Les marchés anticipent un ralentissement plus fort qu’annoncé. Sous la pression de la hausse des salaires, la compétitivité s’est déjà dégradée. Certains secteurs se retournent clairement, comme la construction qui avait dopé l’activité pendant des années au point qu’une gigantesque bulle financière s’était développée, alimentée par une dette colossale avec des prêts très risqués. Cela ressemble un peu aux subprimes américains.

Ces déséquilibres en Chine peuvent-ils avoir un impact sur la croissance mondiale ?
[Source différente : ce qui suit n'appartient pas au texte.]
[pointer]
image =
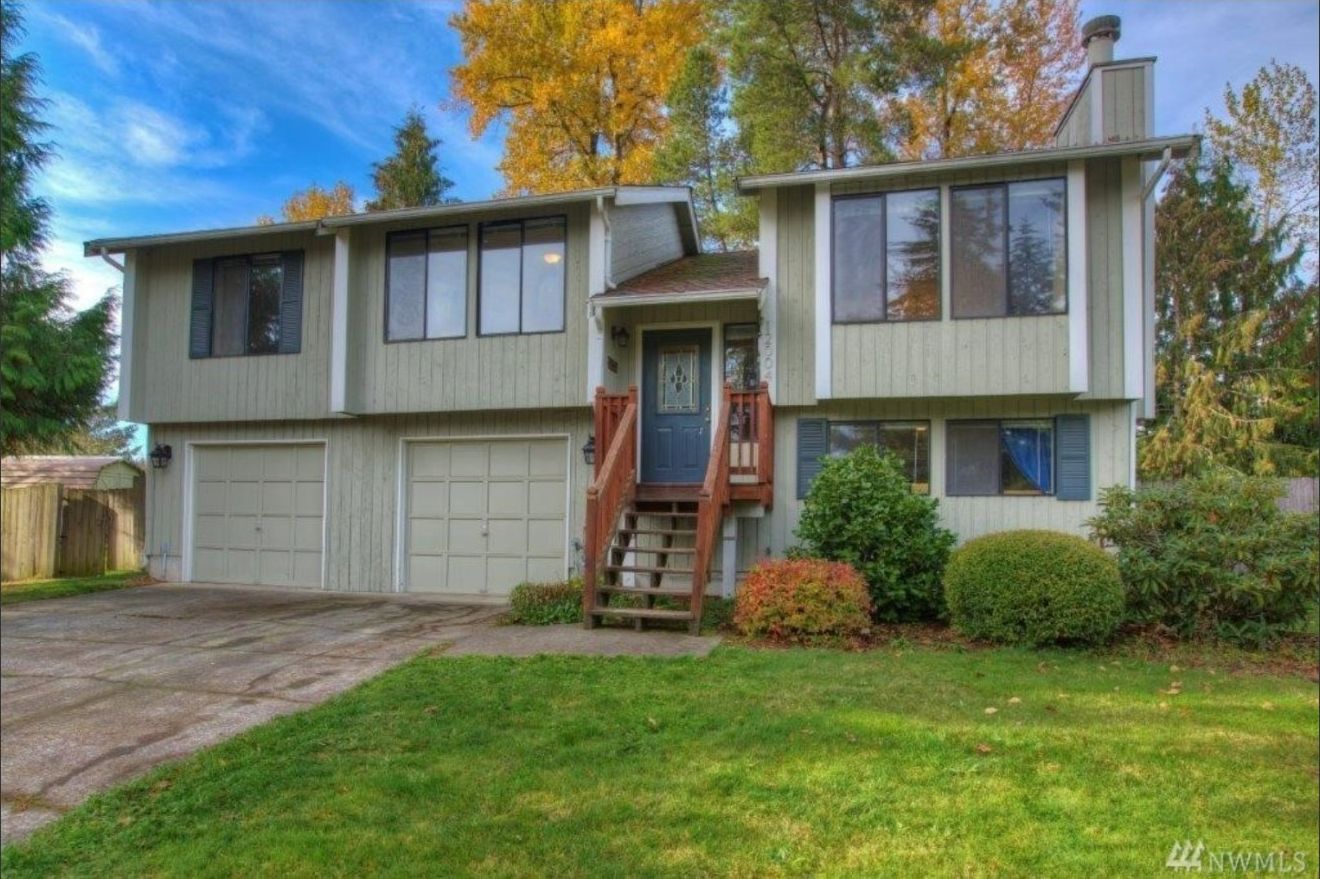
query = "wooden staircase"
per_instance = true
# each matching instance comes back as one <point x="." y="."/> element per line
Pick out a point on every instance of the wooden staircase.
<point x="652" y="556"/>
<point x="648" y="548"/>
Certainement, d’ailleurs c’est déjà fait. La contribution de la Chine au commerce mondial a déjà diminué, et comme la demande est moins forte, les marchés de matières premières, très dépendants de l’appétit chinois décrochent également.

Est-ce-que tout ça peut déboucher sur une nouvelle crise financière mondiale ? La plupart des experts, bien qu’inquiets du niveau de la dette chinoise, s’accordent à penser que cet immense pays a encore assez de ressources pour piloter le ralentissement de son économie. Cependant, ça peut, ça va même tanguer sérieusement.